Even my eight-year old knows this is not true.
We do a very simple scientific experiment where we boil a cup of water, then add and dissolve sugar until no more can be dissolved. This makes a really cool syrupy mixture which is called a "saturated solution". It is so saturated with sugar that not even another grain will dissolve in it.
We then pour that into a glass jug and hang a piece of string from a pencil into the mixture.
We leave it for a few days and lo and behold, things not only fall together, they join together, just as OP's snowflakes did.
Beautiful cyrstals of sugar form on the string. These are, of course, 100% edible, being pure sugar.
Science you can eat.
Isn't that excellent how science mirrors religion in that?
The big difference, of course, is that instead of a preacher standing at the front and talking, anyone and everyone can conduct their own experiments to confirm what the preachers [scientists] say!
Two things:
One is that there are 6 billion theists and a couple of million scientists on the planet.

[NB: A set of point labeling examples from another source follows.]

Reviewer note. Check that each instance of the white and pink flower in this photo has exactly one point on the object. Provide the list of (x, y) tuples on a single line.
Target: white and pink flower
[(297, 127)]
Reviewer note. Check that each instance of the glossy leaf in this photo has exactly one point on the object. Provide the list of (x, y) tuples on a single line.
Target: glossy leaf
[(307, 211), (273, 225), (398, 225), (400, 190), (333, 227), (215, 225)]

The second is, what mess? Compared to what time in earth's history is the present earth more of a mess then?
All of human history prior to the last 100 years was a lot more of a mess than now - no medicine, constant war, enormous poverty. Right now, we an amazing array of medicine that can cure or at least aid almost any disease; wars are still around, but appear to be being fought by a few volunteers from each side and poverty, while not fixed, is a much lower percentage of human existence than it's ever been.

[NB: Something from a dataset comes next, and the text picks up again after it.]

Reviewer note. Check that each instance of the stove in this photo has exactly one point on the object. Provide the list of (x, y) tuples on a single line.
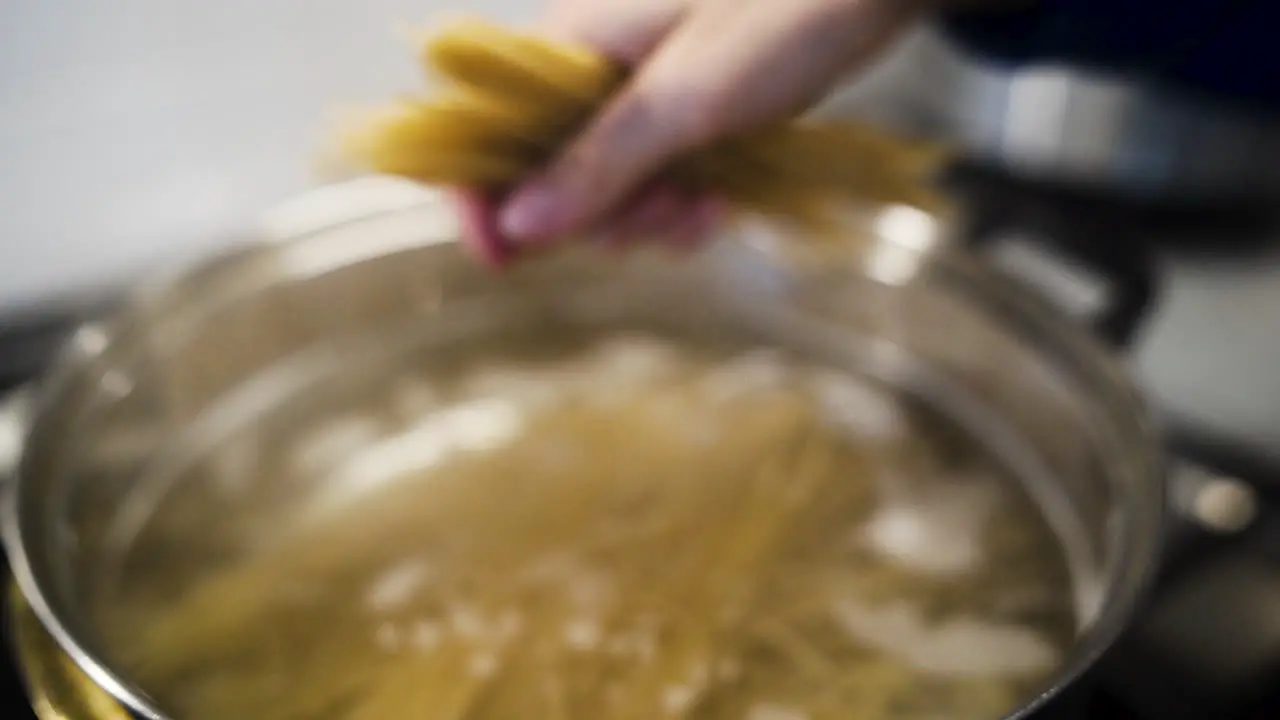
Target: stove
[(1207, 643)]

During the past 100 years, most of it was taken up by Depression, World Wars and the Cold War, so I can't really consider those times better than these?
Please do explain!
What?
Please read the above and get back to me. When was the last witch executed? When did the last polio epidemic occur? Are you living in the same world as the rest of us? I wouldn't claim the world is perfect by any means, but it's a hell of a lot "better" than it's ever been before.
As opposed to where religion led us? (nice segue back into the thread, though!)